恭仁はボロボロと落涙するのも隠さず、ただ折檻への恐怖から立ち上がって竹刀を掲げ、気勢を上げて闇雲に霧江へと突っ込んだ。闘争を好まぬ性格の恭仁には地獄じみた時間だった。霧江は恭仁の打撃をいなし、鍔迫り合いに持ち込んでは恭仁の惰弱な力を嘲って突き飛ばし、容赦なく叩きのめす。

「うううーッ……うううーッ」
「泣いて許されてると思ってんのか! さっさと立て!」

恭仁の尊厳は剥奪され、徹底的に痛めつけられた。彼は自分の無様な醜態を衆目に晒され嘲られる屈辱を深く心に刻んだ。何でこんな目に遭わなければならないのか。祖父で師範の鉄義は険しい顔で道場を睨み、逃げ腰の恭仁がどれほど兄や姉たちに傷めつけられても、一言も口を挟まない。孫に対する愛情は鉄義にも当然あったが、倉山一族の愛情とは甘やかさぬこと、子孫に武を極めさせ、以って鋼の心を鍛えさせる、例えるなら猛獣の親心だった。

「あああおおおおうッ!」

恭仁は今や野獣のごとく吠え、心と体の痛みに耐えて立ち、霧江を目がけて竹刀を突き出した。恭仁の突進に油断して構えていた霧江は、恭仁が放った突きを咄嗟に捌けず、革巻きの切っ先が喉を突き悶絶、白目を剥いて昏倒。

「霧江!」
「大丈夫か!」

周囲で鍛錬していた兄や大人たちが、倒れ込む霧江の姿に竹刀を放り出して次々と駆け寄った。幼年期の恭仁や霧江は突き技を許されておらず、彼女が突きに無警戒だったのも無理からぬことだった。恭仁は目の前で介抱される姉の姿に、理不尽さを呪った。家に戻れば、また折檻が彼を待っている。


―――――(3)―――――


恭仁、10歳の時。小学校で半成人式を終えた彼が帰宅すると、父親の利義が久方ぶりに居間に座っていた。彼は竜ヶ島中央署の刑事で、当然多忙であり家を留守にしがちである。恭仁は実際のところ、父親の留守に安堵すれども不安は覚えなかった。父親もまた、彼の恐怖の対象だったからだ。
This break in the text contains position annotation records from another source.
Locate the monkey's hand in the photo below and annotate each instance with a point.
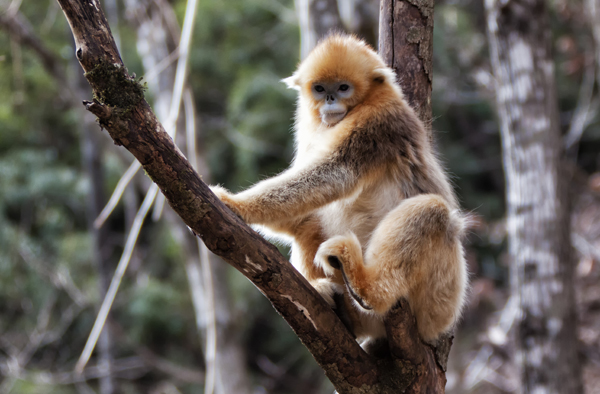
(227, 198)
(336, 250)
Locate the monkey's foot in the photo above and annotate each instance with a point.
(343, 252)
(327, 289)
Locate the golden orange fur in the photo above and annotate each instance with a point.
(365, 205)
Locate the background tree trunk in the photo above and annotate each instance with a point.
(541, 268)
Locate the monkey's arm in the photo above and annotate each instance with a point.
(293, 193)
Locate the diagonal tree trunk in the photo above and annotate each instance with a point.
(537, 199)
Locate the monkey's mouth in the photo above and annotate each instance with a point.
(332, 118)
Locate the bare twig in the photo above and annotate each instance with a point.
(116, 280)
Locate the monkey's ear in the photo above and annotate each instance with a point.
(384, 74)
(292, 82)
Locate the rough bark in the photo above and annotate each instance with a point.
(537, 199)
(406, 45)
(121, 109)
(316, 19)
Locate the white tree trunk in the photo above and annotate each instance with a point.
(537, 196)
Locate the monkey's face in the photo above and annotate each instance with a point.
(332, 100)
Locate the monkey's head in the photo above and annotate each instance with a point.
(339, 74)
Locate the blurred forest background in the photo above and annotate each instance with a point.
(57, 171)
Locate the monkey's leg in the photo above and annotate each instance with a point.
(415, 252)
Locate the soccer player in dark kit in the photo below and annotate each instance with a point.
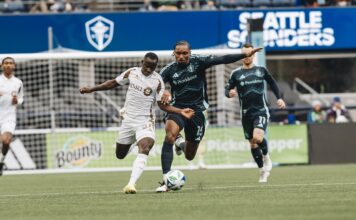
(186, 76)
(250, 88)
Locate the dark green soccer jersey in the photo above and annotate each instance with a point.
(251, 89)
(188, 83)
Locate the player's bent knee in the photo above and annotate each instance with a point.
(120, 155)
(120, 152)
(170, 138)
(189, 157)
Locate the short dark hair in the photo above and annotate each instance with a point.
(151, 55)
(247, 45)
(3, 60)
(181, 42)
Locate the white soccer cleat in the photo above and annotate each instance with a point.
(179, 144)
(162, 188)
(130, 189)
(264, 174)
(202, 166)
(267, 163)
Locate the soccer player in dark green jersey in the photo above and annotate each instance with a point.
(249, 83)
(186, 76)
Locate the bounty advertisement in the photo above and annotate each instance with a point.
(224, 147)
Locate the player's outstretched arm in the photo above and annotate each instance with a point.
(109, 84)
(231, 58)
(186, 112)
(166, 97)
(281, 104)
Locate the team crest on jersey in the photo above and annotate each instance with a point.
(147, 91)
(259, 73)
(99, 31)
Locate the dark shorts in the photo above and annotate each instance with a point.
(194, 128)
(251, 122)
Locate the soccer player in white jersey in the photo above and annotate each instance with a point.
(145, 88)
(11, 95)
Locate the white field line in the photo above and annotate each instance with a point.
(187, 188)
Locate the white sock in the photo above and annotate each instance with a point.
(138, 167)
(165, 177)
(2, 158)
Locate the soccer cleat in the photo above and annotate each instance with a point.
(179, 144)
(1, 168)
(264, 174)
(130, 189)
(162, 188)
(267, 163)
(202, 166)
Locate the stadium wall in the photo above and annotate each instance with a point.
(295, 29)
(332, 143)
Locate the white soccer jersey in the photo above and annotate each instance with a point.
(142, 94)
(8, 88)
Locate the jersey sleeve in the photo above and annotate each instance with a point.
(160, 89)
(207, 61)
(123, 78)
(20, 94)
(229, 85)
(272, 83)
(211, 60)
(165, 75)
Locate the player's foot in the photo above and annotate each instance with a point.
(179, 144)
(202, 166)
(264, 174)
(162, 188)
(1, 168)
(130, 189)
(267, 163)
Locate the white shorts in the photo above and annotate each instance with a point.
(7, 127)
(130, 132)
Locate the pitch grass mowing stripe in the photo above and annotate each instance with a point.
(199, 187)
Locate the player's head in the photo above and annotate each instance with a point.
(8, 65)
(182, 52)
(149, 63)
(246, 48)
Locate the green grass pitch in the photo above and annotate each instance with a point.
(293, 192)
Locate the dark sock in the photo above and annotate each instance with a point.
(264, 147)
(166, 157)
(257, 155)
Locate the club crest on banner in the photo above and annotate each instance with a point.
(99, 31)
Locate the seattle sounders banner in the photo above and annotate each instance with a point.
(293, 29)
(224, 147)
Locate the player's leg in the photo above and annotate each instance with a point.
(145, 136)
(7, 129)
(194, 133)
(260, 125)
(201, 154)
(174, 124)
(125, 140)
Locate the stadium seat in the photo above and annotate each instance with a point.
(261, 3)
(234, 3)
(281, 3)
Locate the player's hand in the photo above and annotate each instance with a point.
(232, 93)
(187, 113)
(85, 90)
(281, 104)
(252, 51)
(14, 99)
(166, 98)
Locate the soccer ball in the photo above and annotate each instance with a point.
(175, 180)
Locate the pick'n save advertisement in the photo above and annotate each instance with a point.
(224, 146)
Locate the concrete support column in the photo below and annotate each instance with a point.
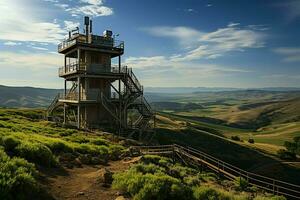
(65, 114)
(79, 89)
(78, 116)
(120, 102)
(78, 57)
(65, 65)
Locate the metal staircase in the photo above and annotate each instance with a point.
(54, 104)
(146, 112)
(109, 106)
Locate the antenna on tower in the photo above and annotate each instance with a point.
(91, 26)
(87, 24)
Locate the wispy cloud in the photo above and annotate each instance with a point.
(10, 43)
(94, 8)
(291, 8)
(290, 54)
(163, 71)
(19, 24)
(210, 45)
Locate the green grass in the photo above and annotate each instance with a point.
(33, 143)
(159, 178)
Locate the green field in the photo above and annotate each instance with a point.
(35, 154)
(267, 117)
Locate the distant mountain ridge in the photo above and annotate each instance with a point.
(179, 90)
(26, 96)
(41, 97)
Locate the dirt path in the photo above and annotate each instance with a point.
(83, 183)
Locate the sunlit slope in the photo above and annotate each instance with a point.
(249, 157)
(257, 115)
(26, 96)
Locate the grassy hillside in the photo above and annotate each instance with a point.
(252, 157)
(270, 118)
(26, 96)
(41, 160)
(31, 147)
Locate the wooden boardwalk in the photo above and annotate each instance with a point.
(195, 157)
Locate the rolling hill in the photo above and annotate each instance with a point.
(26, 96)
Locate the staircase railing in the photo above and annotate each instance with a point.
(107, 105)
(194, 156)
(53, 104)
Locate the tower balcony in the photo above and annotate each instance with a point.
(100, 43)
(89, 96)
(93, 69)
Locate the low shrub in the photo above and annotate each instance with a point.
(145, 169)
(99, 141)
(179, 171)
(205, 192)
(236, 138)
(286, 155)
(36, 153)
(151, 186)
(251, 140)
(9, 142)
(157, 160)
(241, 184)
(115, 151)
(58, 146)
(101, 152)
(270, 198)
(16, 178)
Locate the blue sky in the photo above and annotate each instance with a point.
(188, 43)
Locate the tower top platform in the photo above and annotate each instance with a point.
(105, 43)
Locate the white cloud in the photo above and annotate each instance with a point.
(184, 35)
(20, 24)
(10, 43)
(39, 48)
(158, 63)
(93, 8)
(71, 25)
(159, 71)
(93, 2)
(291, 54)
(232, 24)
(291, 8)
(210, 45)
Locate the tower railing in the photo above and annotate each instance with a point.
(72, 68)
(94, 39)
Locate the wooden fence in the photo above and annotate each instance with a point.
(193, 156)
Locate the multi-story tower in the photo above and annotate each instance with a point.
(96, 93)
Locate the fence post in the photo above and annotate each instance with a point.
(273, 186)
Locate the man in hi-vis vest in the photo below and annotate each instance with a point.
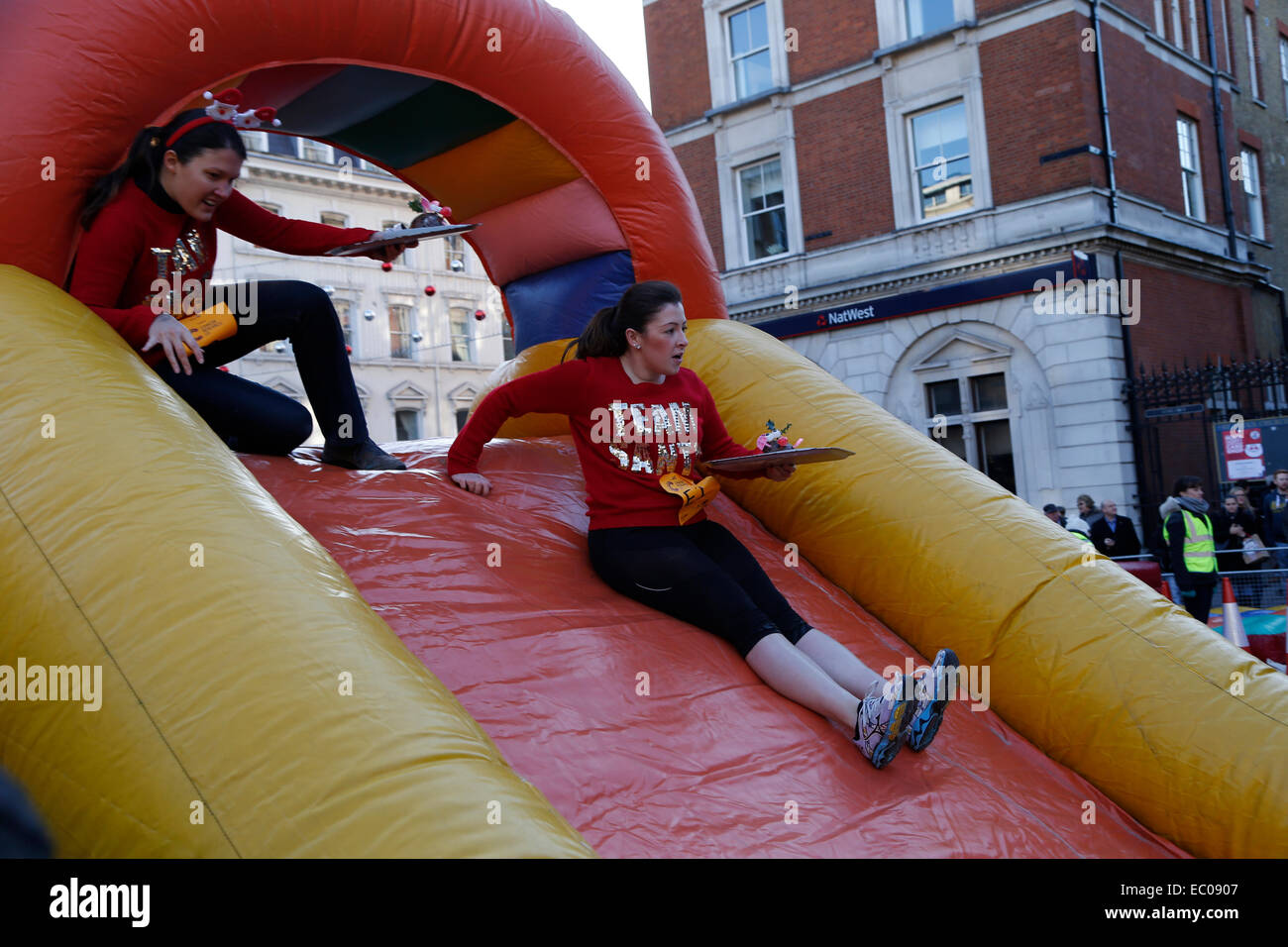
(1188, 534)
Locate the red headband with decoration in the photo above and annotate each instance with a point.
(223, 107)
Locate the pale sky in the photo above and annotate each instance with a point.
(617, 27)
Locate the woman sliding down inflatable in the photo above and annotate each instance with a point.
(150, 230)
(664, 420)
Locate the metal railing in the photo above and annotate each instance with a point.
(1261, 585)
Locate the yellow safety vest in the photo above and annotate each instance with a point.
(1198, 548)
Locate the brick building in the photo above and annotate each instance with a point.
(926, 198)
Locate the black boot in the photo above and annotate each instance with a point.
(361, 457)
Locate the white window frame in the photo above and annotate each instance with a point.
(454, 249)
(346, 307)
(733, 60)
(1250, 167)
(716, 13)
(969, 418)
(907, 201)
(471, 352)
(417, 412)
(321, 154)
(1249, 30)
(1193, 197)
(410, 328)
(1283, 67)
(745, 248)
(906, 14)
(912, 170)
(893, 20)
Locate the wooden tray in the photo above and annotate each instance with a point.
(806, 455)
(400, 237)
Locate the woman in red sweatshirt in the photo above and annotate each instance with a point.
(635, 415)
(166, 200)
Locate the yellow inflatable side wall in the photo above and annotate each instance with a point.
(1184, 731)
(250, 702)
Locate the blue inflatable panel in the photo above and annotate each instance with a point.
(558, 303)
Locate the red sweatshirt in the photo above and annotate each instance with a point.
(115, 268)
(627, 434)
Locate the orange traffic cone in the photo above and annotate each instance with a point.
(1232, 622)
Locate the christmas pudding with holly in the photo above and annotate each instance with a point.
(774, 440)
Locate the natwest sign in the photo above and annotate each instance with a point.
(842, 317)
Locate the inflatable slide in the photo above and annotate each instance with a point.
(296, 660)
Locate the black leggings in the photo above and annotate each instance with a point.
(698, 574)
(253, 418)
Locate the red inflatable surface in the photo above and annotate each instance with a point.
(498, 600)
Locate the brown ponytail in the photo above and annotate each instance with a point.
(147, 151)
(605, 333)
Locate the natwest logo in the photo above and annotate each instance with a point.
(853, 315)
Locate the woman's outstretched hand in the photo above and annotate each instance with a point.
(476, 483)
(171, 335)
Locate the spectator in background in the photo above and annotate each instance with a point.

恭仁は俯いたままドアを開いて家に歩み入り、居間からこちらを見る父親の逆三角形の顔に光る黒縁眼鏡と、まともに顔を見合わせた。途端に逃げたい気持ちが昂るのを押さえ、口の中が乾き切り、荒ぶる呼吸を必死に鎮めた。

「ただいま戻りました、お父様」
「ウン」

大柄な父親の背中から、霧のように放たれているオーラじみて、不穏な圧に恭仁はたじろぎ、廊下から小さく会釈して、自室に向かおうとする。

「オイ、恭仁」

父親に呼び止められ、恭仁の心臓がバクンと跳ねた。

「はい、お父様」
「一緒に行きたいところがある。直ぐに着替えて来い」
「はい」

是も非も無い。父が行くと言えば、子供はそれに従うのみだ。恭仁は心中で父親と鉢合わせた不運を呪い、自室に戻って背負ったランドセルを机の縁に吊り下げた。服を着替えろと言ったが、どういうことか。恭仁にはまともな用事でないことが直ぐに理解できた。運動しやすい服を選ぶべきだろう。

「オイ、早くしろ!」
「はい!」

廊下の奥から怒声が飛んできて、恭仁は是も非も無く大声で言葉を返した。

恭仁がジャージの上下を着て戻ると、利義はしかつめらしい表情で満足げに頷いた。屋敷の外に出て、庭の砂利を踏み鳴らし車に歩み寄る。黒光りする5代目セドリックの運転席を開いて、父親が腰を下ろす。恭仁が後部座席に乗ろうとして、「オイ」と父親が呼ばわった。恭仁は渋々助手席に乗った。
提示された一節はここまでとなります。